Private Capital Gives Largest US Startups Flexibility to Delay IPOs
The largest startups in the United States are reportedly raising so much capital in private markets that they can delay launching initial public offerings (IPOs).
These startups have raised the billions of dollars they need to continue growing and to enable employees to cash out stock options, without an IPO, the Financial Times (FT) reported Thursday (Jan. 10).
Examples include Databricks raising $10 billion in December, SpaceX raising $1.25 billion in November and OpenAI raising $6.6 billion in October, according to the report.
After raising funds like that, the country’s largest startups have the flexibility to delay their potential IPOs beyond 2025, even as smaller startups are expected to go public this year to take part of the improved markets, per the report.
This trend has been driven in part by the willingness of some venture firms to invest many times more than the $100 million that used to be the most a firm would invest in a single startup, the report said.

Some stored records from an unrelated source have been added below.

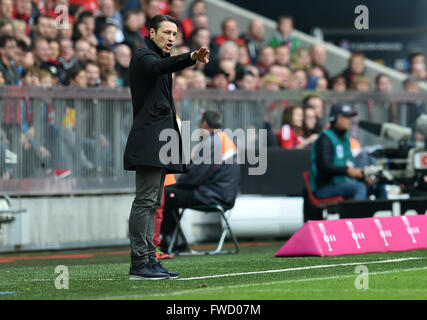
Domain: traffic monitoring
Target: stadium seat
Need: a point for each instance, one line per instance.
(325, 205)
(6, 210)
(225, 227)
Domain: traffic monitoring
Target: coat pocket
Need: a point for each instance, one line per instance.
(162, 110)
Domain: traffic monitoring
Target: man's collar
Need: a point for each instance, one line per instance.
(153, 46)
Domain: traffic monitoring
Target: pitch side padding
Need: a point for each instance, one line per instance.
(356, 236)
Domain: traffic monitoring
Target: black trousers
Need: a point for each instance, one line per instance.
(149, 188)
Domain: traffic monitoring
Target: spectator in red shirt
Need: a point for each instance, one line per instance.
(197, 7)
(6, 9)
(230, 32)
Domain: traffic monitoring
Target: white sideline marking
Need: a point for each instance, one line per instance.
(299, 268)
(177, 293)
(240, 273)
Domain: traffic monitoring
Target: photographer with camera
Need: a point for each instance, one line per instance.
(333, 170)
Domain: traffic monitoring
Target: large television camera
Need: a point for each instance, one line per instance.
(405, 163)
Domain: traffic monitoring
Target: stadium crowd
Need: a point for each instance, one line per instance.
(90, 44)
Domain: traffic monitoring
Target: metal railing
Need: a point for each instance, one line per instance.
(49, 133)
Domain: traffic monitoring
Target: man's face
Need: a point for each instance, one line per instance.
(81, 50)
(384, 84)
(6, 8)
(266, 56)
(165, 36)
(343, 122)
(257, 29)
(357, 64)
(319, 55)
(317, 104)
(123, 55)
(9, 51)
(231, 30)
(92, 73)
(66, 49)
(106, 60)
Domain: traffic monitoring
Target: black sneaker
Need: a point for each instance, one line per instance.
(159, 268)
(146, 271)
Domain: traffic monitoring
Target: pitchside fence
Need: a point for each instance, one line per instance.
(49, 133)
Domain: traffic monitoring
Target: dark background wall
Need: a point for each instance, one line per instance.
(396, 28)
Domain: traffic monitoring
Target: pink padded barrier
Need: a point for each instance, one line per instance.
(355, 236)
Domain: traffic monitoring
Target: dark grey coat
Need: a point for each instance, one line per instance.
(150, 73)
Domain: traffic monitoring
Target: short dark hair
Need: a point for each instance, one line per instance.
(158, 19)
(379, 76)
(4, 39)
(213, 119)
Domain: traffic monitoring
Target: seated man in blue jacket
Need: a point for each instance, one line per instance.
(333, 168)
(211, 177)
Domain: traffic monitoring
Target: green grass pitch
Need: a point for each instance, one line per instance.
(253, 274)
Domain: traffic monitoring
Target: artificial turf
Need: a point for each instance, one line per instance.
(252, 274)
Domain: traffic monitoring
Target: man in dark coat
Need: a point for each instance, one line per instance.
(154, 111)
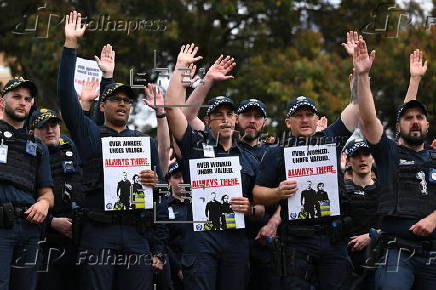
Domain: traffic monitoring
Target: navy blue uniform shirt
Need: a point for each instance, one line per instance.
(272, 167)
(9, 193)
(387, 159)
(84, 131)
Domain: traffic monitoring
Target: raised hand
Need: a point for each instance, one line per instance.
(322, 124)
(352, 41)
(154, 98)
(106, 62)
(73, 29)
(362, 61)
(90, 90)
(417, 69)
(187, 55)
(219, 70)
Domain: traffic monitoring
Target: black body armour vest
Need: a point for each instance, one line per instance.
(23, 157)
(93, 169)
(67, 179)
(414, 191)
(361, 206)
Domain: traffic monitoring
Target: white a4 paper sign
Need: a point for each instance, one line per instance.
(123, 159)
(315, 170)
(85, 69)
(213, 182)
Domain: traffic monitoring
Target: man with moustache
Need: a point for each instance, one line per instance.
(119, 233)
(251, 121)
(211, 257)
(58, 247)
(407, 177)
(25, 188)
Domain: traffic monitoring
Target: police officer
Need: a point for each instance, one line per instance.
(359, 204)
(315, 254)
(406, 174)
(108, 234)
(252, 118)
(59, 251)
(177, 205)
(212, 259)
(25, 188)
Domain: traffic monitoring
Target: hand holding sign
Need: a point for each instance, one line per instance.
(240, 204)
(286, 188)
(73, 29)
(147, 178)
(106, 62)
(89, 92)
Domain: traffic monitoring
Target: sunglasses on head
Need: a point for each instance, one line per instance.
(119, 99)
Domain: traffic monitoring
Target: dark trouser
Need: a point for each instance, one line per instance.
(329, 268)
(18, 256)
(114, 256)
(363, 279)
(261, 268)
(59, 270)
(401, 269)
(217, 260)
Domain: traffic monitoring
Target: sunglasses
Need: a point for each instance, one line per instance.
(119, 99)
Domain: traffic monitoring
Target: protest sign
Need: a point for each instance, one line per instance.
(315, 170)
(85, 69)
(213, 182)
(123, 159)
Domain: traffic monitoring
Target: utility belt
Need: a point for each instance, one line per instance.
(386, 241)
(143, 220)
(336, 230)
(391, 241)
(9, 213)
(292, 262)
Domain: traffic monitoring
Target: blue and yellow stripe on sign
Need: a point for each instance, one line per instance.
(325, 208)
(230, 220)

Databricks, a data and artificial intelligence firm, said Dec. 17 that it was raising $10 billion of expected non-dilutive financing in a Series J funding round and had completed $8.6 billion at that point.
The round is “substantially oversubscribed,” Databricks Co-founder and CEO Ali Ghodsi said at the time in a press release.
“These are still the early days of AI,” Ghodsi said. “We are positioning the Databricks Data Intelligence Platform to deliver long-term value for our customers, and our team is committed to helping companies across every industry build data intelligence.”
OpenAI said Oct. 2 that it raised $6.6 billion in funding that valued the company at $157 billion and positioned it to accelerate its mission of developing and deploying AGI for the benefit of humanity.
The ChatGPT creator said it plans to use the new capital to bolster its leadership in frontier AI research, expand computational capacity and enhance its suite of problem-solving tools.
It was reported Jan. 2 that the number of active U.S. venture capital investors has fallen since 2021 as cautious financial institutions shift their money to Silicon Valley’s biggest startups.